Sa vie ne différa guère de celle des juifs pauvres du ghetto. Marié très jeune par son père, il se trouve tout d'un coup aux prises avec l'existence sans avoir connu ni les emportements, ni la jeunesse, ni les passions, ni l'amour, sans avoir connu les luttes intérieures qui se disputent le cœur de l'homme. Le sentiment de la nature, l'esthétique pure, étaient un pays inconnu pour ce fils du ghetto; la conception de l'art sans but moral aurait dépassé sa compréhension et sa mentalité puritaines.
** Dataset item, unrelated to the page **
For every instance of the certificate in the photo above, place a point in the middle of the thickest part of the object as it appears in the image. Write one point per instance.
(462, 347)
Trop libre-penseur pour embrasser la carrière rabbinique, il enseigna l'hébreu aux enfants. C'est là une profession peu rétribuée, et encore moins estimée, dans un milieu où les ignorants même sont lettrés, et où le petit choix d'occupations jette dans l'enseignement tous ceux qui manquent d'énergie ou de chance, les déclassés et les maladroits. Dix ans d'enseignement quotidien depuis huit heures du matin jusqu'à neuf heures du soir ébranlèrent fortement sa santé. Il tomba malade et dut renoncer à l'enseignement, au grand profit de la poésie hébraïque. Il devint courtier, et le peu de loisir que ses nouvelles occupations lui laissèrent, il les consacra à sa muse. Ce courtier harassé par la besogne quotidienne était un pur idéaliste. Certes, Lebensohn n'était pas fait de cette étoffe qui forme les rêveurs et les grands poètes. Mais, dans cet esprit rationnel et logique jusqu'à la sécheresse, il y avait un coin intime, mélancolique et profond. Il professa un amour profond, exalté, pour la langue hébraïque. Cette langue n'est-elle pas belle, admirable, n'est-elle pas la dernière relique sauvée du naufrage de tous les biens nationaux de notre peuple? Et n'est-il pas enfin, lui, l'héritier des prophètes, le poète et le pontife de langue sacrée? Avec quel orgueil il nous dévoile son état d'âme:

Je m'assois devant la table «divine», je prends ma plume, cette plume qui écrit la langue sacrée, la langue de notre Loi, la langue de notre peuple, Sela! Ô Dieu, guide mon esprit, n'est-ce pas dans Ta langue sainte que je chante?[45]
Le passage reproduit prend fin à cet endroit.